The Nickle Boys by Colson Whitehead is a work of fiction inspired by the true story of The Dozier School for boys. The Nickle Academy, a reform school for boys is where Elwood finds himself after an unfortunate run-in with police. A smart, studious boy with a strong sense of justice, inspired by the civil rights movement and particularly Martin Luther King,
Elwood finds himself locked up in the segregated school, with boys from various other backgrounds, some put there by their families, others, wards of the state and others, like Elwood, for disciplinary reasons. He meets and befriends fellow ‘student’ Turner and together they try to keep under the radar, serve their time and hopefully leave Nickle.
The school is just a mask for what is effectively a cruel, racist and inhumane holding pen for boys under the age of 18. Punishments include solitary confinement, physical and sexual, abuse, food rationing and extremely severe beatings at ‘The Whitehouse’, from which a number of boys never return.
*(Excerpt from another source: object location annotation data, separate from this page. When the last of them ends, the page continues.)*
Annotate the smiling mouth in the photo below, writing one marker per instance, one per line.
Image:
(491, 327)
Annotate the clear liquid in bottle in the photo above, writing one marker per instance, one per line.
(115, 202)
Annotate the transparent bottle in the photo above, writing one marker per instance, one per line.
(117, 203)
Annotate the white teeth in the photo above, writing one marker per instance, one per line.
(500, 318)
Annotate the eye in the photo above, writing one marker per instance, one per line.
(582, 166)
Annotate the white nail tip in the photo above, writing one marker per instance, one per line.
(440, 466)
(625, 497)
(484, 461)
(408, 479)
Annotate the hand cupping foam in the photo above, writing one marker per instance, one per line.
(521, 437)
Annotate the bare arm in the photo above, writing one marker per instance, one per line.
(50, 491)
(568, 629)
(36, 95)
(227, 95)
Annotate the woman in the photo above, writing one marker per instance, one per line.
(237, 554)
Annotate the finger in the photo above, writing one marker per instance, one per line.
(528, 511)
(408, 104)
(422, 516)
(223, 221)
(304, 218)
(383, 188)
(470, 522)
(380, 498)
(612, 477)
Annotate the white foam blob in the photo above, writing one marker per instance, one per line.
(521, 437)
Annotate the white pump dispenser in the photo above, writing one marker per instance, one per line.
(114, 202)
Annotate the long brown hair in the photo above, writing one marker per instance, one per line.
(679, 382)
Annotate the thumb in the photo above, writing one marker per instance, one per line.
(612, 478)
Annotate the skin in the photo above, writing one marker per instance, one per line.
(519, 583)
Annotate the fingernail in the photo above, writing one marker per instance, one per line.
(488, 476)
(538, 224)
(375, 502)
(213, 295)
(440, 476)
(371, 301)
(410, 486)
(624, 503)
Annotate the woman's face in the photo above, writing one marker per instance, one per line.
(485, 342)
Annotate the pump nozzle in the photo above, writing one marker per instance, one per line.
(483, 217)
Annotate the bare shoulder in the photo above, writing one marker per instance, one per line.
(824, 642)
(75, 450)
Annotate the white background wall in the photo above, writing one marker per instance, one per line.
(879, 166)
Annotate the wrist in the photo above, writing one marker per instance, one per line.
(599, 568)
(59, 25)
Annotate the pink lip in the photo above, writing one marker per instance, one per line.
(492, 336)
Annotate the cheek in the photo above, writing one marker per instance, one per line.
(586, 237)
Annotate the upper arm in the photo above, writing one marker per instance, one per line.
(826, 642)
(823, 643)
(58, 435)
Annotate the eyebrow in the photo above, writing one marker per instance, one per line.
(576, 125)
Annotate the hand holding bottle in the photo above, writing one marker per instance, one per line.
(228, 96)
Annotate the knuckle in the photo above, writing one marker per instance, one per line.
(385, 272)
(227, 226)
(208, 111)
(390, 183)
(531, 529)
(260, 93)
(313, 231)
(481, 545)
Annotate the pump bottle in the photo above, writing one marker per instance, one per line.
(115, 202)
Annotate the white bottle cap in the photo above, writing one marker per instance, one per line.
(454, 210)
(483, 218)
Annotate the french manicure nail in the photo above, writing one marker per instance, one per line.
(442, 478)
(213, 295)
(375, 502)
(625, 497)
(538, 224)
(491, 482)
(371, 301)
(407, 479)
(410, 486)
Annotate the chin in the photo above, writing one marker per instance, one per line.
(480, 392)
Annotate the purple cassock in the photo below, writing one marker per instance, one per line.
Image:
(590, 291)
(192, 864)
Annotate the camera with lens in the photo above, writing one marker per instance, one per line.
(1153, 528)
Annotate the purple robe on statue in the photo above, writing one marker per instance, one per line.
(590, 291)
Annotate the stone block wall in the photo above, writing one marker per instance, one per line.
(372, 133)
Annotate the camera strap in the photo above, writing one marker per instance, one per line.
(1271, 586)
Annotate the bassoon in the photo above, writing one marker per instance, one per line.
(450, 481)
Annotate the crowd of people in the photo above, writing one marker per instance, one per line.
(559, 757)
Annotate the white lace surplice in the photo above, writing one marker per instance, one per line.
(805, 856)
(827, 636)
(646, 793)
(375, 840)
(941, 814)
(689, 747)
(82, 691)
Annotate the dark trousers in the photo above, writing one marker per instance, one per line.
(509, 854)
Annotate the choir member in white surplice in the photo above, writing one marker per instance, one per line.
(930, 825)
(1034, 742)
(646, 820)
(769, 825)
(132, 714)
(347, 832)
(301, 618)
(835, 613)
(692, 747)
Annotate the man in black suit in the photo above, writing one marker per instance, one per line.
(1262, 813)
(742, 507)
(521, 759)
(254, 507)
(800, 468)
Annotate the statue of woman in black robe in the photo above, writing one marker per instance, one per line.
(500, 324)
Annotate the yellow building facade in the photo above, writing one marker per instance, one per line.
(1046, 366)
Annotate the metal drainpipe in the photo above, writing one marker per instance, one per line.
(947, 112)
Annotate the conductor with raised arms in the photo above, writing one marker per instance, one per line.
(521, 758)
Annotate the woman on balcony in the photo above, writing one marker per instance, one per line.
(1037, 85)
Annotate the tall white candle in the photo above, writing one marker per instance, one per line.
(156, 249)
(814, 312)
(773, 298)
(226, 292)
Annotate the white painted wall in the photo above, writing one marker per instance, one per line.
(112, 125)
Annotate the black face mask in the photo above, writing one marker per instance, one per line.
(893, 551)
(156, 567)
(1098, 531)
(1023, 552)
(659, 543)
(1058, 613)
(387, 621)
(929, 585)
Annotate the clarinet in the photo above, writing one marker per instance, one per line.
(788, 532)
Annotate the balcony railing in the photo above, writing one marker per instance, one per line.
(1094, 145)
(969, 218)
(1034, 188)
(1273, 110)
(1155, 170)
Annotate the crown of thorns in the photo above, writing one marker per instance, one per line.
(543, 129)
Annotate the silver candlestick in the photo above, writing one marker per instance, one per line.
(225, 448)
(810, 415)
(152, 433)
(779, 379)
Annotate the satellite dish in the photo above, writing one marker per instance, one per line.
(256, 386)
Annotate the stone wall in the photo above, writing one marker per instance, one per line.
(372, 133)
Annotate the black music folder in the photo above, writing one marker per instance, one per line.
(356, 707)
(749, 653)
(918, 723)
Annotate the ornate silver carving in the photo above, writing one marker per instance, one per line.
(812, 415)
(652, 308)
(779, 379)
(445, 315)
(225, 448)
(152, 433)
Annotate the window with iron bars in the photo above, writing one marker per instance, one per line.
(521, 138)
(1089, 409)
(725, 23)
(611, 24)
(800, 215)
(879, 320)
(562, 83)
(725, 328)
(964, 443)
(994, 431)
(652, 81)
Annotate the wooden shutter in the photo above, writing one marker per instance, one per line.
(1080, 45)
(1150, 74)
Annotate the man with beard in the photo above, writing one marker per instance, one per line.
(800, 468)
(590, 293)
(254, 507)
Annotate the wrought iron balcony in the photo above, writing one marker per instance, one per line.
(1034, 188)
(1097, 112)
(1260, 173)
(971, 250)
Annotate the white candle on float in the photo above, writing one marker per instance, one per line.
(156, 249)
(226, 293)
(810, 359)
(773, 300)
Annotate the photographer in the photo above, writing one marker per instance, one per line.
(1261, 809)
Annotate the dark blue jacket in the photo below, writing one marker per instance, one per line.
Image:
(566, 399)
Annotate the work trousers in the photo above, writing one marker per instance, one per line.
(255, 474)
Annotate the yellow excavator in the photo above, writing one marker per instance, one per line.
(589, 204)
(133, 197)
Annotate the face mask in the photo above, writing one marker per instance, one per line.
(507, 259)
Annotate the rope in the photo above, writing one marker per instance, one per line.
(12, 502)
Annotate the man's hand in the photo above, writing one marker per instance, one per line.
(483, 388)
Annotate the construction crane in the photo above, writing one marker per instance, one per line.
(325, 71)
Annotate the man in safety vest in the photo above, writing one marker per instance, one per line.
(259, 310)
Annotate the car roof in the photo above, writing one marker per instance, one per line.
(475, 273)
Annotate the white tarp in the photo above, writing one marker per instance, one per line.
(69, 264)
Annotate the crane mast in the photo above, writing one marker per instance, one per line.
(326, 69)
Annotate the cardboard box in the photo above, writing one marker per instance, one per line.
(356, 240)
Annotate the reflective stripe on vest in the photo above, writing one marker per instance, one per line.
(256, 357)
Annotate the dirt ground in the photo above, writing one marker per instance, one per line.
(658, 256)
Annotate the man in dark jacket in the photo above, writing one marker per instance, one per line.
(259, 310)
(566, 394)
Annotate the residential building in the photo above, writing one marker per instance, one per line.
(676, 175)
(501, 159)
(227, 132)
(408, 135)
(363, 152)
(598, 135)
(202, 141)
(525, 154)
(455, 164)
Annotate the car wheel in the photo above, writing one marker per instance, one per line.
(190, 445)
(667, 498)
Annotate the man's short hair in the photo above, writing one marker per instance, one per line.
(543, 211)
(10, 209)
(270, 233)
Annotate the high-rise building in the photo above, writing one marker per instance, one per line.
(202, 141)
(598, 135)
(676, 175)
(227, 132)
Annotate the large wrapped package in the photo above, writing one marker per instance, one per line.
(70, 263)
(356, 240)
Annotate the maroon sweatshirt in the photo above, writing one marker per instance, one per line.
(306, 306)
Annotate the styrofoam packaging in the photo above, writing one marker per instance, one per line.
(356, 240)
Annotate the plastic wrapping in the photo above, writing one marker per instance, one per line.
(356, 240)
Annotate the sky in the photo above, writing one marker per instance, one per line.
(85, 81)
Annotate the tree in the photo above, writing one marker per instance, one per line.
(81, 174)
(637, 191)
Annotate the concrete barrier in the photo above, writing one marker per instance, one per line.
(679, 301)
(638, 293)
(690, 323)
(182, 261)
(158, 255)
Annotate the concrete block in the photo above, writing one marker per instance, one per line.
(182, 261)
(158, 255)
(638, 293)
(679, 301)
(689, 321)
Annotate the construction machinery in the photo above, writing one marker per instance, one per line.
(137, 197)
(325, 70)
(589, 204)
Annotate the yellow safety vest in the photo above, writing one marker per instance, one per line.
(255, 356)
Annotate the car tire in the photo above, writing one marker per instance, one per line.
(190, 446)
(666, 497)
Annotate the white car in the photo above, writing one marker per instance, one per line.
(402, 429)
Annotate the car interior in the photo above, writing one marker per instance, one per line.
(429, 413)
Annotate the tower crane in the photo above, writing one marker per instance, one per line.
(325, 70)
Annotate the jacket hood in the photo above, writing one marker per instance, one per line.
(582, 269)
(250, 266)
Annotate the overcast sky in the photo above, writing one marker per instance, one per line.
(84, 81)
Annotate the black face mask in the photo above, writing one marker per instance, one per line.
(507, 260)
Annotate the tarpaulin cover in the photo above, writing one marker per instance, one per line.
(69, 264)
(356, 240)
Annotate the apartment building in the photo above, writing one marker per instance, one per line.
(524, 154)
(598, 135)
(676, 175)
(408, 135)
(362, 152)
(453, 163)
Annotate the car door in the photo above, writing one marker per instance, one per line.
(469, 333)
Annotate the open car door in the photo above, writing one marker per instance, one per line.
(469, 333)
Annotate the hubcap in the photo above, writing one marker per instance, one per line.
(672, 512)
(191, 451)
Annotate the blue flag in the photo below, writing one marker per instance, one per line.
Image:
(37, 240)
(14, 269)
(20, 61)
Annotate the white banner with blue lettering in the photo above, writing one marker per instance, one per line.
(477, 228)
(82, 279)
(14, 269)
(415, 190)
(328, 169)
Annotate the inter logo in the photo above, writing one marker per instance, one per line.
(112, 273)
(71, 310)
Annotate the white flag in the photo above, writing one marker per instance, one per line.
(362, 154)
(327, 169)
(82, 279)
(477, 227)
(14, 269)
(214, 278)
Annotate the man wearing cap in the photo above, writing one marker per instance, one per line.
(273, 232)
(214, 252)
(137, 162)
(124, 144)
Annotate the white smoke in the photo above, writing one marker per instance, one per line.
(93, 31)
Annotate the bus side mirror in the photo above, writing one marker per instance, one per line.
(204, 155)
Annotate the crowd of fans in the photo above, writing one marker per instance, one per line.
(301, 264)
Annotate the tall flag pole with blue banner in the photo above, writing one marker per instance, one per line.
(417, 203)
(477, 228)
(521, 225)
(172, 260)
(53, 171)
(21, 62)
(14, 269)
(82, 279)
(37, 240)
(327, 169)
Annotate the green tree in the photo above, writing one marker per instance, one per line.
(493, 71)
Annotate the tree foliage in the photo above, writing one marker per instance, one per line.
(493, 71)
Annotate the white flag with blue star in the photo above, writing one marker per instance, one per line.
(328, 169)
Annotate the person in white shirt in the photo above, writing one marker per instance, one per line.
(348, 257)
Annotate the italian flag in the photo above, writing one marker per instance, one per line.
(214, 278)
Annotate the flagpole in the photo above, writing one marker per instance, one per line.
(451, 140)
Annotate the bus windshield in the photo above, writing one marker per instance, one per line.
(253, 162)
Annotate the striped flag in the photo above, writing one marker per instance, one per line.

The two boys represent the two faces of the racial struggle gripping America at that time, hope and fear. The narrative is divided between two timelines, the 1960s and 2010s, and reading this book I was reminded of how desperately important it is to teach critical race theory. So many of the ills from the Jim Crow era are casually dismissed as the past, but segregation laws were only dismantled in 1968 in America, that’s within people’s living memories. Having just read American Wife, a fictional portrayal of the life of Laura Bush, also set during the same period, I’m astonished at how popular culture is able to skim over race and the very real racist reality of America during that period. Black people were barred from eating at certain restaurants, going to the cinema, going to amusement parks, drinking from the same water fountains, the list goes on. The consequences of such policies and segregation are still felt today. The education and prison system are just two examples of how America has failed it’s black population, and generational trauma ensures that vast numbers of people continue to suffer the aftermath.
Reading The Nickle Boys hurt. We talk about learning lessons of history when we talk about the Great Wars, or fighting injustices and of democracy, yet we take these lessons from people who are responsible for the oppression of others, the misrepresentation and worse, the eraser of inconvenient truths. When the second world war ended Black people were still barred from many aspects of life in America. Post Vietnam, after fighting for America, many black soldiers came back to an even more racially divided America that did little to help and support them unlike their white counterparts.
The Nickle Boys is an education that our school systems fail to give us. I would urge everyone to read this book. It’s hard and it will make you cry, and hopefully it will also make you angry, but ultimately it will shed light on our recent history and make you ask important questions about oppression, power and institutions that continue to support inequality today.
Have you read The Nickle Boys, or anything else by Colson Whitehead? This is my first book by the author however I’m looking forward to exploring his back catalogue.